東京高等裁判所 昭和55年(ラ)1240号 決定 1981年9月07日
抗告人 浜矢甚一郎
抗告人 浜甚商事株式会社
右代表者代表取締役 浜矢みち
右両名代理人弁護士 坂上富男
相手方 株式会社新盛
右代表者代表取締役 高島文治
<ほか二名>
右相手方新潟プロセス印刷株式会社及び同小林作次郎代理人弁護士 木村哲
同 勝見洋人
主文
本件抗告をいずれも棄却する。
抗告費用は抗告人らの負担とする。
理由
一 抗告人らの本件抗告の趣旨は、「原決定を取消す。相手方らの破産申立は棄却する。申立及び抗告に関する費用は相手方らの負担とする。」というのであり、その理由は別紙破産宣告決定に対する即時抗告状「抗告の理由」欄記載のとおりである。
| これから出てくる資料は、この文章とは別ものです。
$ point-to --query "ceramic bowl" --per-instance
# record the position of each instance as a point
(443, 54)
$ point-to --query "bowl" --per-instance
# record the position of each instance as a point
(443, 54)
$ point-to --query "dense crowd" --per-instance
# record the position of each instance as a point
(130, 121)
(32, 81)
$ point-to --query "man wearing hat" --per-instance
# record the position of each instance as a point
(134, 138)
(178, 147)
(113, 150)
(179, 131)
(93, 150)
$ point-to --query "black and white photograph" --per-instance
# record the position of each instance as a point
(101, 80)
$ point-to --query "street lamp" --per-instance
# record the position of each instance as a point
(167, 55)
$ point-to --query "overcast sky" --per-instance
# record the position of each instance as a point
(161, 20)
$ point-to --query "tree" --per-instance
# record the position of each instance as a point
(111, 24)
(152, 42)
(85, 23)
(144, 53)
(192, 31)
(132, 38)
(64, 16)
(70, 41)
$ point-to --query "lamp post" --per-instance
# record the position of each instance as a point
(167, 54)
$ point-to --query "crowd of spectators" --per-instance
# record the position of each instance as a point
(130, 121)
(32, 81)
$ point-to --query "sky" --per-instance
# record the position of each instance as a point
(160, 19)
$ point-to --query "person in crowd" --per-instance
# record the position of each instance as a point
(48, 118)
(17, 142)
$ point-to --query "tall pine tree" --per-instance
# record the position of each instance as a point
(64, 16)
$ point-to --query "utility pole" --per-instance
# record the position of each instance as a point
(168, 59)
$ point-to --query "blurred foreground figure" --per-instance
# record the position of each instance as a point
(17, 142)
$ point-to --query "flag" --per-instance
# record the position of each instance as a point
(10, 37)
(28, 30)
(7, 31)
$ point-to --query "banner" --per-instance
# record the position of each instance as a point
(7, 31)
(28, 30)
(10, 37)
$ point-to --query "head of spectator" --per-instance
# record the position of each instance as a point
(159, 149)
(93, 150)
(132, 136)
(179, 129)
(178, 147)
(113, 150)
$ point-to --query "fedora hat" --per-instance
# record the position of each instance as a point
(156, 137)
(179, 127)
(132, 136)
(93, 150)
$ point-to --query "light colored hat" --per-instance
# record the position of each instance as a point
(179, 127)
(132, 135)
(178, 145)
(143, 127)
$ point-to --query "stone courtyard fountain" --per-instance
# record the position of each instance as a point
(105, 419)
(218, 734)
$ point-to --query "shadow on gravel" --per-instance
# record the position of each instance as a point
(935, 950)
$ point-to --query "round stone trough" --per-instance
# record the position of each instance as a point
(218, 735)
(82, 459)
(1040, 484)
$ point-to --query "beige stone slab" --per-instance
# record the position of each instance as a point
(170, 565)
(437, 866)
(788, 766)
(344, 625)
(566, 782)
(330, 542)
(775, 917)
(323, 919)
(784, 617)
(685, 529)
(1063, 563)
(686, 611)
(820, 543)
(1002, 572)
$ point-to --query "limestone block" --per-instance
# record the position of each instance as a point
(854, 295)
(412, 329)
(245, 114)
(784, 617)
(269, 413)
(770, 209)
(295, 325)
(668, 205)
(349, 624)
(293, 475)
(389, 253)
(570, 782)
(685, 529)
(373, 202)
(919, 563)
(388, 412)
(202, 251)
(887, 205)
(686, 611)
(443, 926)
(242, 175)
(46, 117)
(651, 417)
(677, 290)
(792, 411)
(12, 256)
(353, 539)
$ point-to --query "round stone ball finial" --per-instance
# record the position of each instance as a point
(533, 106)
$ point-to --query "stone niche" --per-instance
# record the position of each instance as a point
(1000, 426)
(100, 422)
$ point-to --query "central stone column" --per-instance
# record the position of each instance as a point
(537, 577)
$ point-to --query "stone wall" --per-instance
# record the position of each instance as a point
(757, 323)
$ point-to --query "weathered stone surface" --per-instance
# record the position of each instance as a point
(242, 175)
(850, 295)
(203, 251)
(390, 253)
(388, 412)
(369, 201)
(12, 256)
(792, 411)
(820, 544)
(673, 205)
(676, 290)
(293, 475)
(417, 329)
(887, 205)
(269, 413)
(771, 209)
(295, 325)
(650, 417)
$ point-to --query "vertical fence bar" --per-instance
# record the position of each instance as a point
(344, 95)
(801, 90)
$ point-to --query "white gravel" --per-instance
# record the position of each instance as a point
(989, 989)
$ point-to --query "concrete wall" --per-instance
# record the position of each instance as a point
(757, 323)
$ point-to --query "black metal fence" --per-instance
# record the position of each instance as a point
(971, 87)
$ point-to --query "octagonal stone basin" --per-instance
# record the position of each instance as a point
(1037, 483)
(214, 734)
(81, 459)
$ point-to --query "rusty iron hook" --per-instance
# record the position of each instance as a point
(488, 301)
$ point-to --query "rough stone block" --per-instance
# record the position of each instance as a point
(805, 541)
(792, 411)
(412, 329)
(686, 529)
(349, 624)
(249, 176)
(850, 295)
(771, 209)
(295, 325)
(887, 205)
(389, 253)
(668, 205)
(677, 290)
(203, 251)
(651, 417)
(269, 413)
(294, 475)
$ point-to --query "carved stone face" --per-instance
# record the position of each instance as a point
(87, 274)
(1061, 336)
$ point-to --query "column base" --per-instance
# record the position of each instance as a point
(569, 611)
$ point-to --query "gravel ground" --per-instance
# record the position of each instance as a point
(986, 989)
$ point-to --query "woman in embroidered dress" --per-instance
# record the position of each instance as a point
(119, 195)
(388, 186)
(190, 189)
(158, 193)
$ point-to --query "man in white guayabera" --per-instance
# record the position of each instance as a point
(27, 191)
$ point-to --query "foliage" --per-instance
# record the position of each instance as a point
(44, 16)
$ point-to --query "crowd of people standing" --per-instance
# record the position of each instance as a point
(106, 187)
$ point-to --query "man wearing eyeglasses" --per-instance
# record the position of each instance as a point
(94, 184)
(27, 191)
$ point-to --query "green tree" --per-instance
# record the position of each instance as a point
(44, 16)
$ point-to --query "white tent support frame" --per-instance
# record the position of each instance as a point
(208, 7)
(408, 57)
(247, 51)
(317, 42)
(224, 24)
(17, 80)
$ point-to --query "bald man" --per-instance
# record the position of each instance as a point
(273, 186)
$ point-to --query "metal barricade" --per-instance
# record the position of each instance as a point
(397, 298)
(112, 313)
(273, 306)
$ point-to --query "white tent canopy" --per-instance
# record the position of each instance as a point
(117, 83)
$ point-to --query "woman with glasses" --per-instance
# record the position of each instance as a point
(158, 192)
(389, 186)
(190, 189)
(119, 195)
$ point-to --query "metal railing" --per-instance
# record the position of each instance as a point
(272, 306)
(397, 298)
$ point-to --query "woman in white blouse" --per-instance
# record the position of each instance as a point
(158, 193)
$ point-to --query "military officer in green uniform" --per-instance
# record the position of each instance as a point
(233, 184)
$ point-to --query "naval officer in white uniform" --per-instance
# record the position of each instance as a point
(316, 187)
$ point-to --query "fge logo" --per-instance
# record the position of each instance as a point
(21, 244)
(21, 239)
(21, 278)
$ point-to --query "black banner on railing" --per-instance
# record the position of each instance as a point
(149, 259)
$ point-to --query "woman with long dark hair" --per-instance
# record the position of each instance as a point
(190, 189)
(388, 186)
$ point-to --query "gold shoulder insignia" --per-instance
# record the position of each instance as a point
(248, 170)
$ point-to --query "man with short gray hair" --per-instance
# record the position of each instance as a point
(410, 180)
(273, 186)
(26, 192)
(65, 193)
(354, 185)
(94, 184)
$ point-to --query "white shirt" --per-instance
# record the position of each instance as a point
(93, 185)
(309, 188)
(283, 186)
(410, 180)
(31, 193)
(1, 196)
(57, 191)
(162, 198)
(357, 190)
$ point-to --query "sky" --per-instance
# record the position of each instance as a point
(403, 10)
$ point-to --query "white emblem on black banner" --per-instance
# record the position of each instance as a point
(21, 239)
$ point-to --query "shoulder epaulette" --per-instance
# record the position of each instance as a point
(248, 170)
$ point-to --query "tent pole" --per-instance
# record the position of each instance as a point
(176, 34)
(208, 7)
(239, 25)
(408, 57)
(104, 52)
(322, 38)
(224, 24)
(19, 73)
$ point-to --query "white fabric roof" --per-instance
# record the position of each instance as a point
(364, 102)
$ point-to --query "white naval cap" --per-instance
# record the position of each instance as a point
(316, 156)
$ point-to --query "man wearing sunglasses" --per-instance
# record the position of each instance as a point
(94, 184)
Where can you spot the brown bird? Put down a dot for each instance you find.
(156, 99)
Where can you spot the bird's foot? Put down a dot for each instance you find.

二 そこで判断するに、本件記録によれば、抗告人浜甚商事株式会社は青果物その他食料品等の卸及び小売販売を目的として昭和二七年一月一七日設立された会社であるが、事業不振のため昭和五五年三月二一日に弁済期の到来する債務の支払資金の手当ができず、同年三月一八日抗告会社の当時の代表取締役であった抗告人浜矢甚一郎、取締役浜矢ミチ子、同浜矢貴美子は辞任届を残して一時失踪したため、翌一九日より店舗を閉鎖し、債権者らに対する支払を停止したこと、同年三月二四日弁護士長谷川均、同鶴巻克恕の両名が抗告会社の取締役兼代表取締役職務代行者に選任されたが、もはや会社の業務を続行することはできず、抗告会社は債権者集会の了承を得て任意整理に移行し、同年四月一〇日従業員全員を解雇するとともに、抗告会社の在庫商品を売却しその売得金等をもって従業員に対する未払給与等を支払いかつ一般債権者に対する第一次配当を実施するなどその整理業務を遂行中であったこと、ところが、右代表取締役職務代行者と抗告会社の株主である浜矢一族との間に抗告会社所有不動産の処分方法をめぐり対立抗争を生じたので、相手方らは、抗告会社の資産の整理及び配当の実施の公平を期すため、同年一〇月初旬本件破産申立に及んだものであること、ところで、抗告会社の債務は同年四月末現在で申立人ら三名を含む一般債権者九七名に対する債務が合計金一億九四七六万〇六五三円、抵当権者である新潟信用金庫に対する債務が元本債務のみで金二億七三〇一万〇四四六円、その合計金四億六七七七万一〇九九円であり、その後同年一〇月二日までの間に一般債権者九七名中八七名に対して実施された一割八分の割合による前記第一次配当分合計金二一九九万五六〇〇円を差引いても、本件破産申立時における抗告会社の債務は合計金四億四五七七万五四九九円を下らないこと、これに対して抗告会社の資産としては新潟市桃山町二丁目一二二番二及び同市古町通一〇番町一六七〇番地所在の所有建物(店舗)の評価額が合計金一億三九一万一〇〇〇円であり、他に手持現金二〇五五万四三三七円あるほかはめぼしい資産はなく、債務超過の状態にあること、以上の事実を認めることができ、右認定を動かすに足りる証拠はない。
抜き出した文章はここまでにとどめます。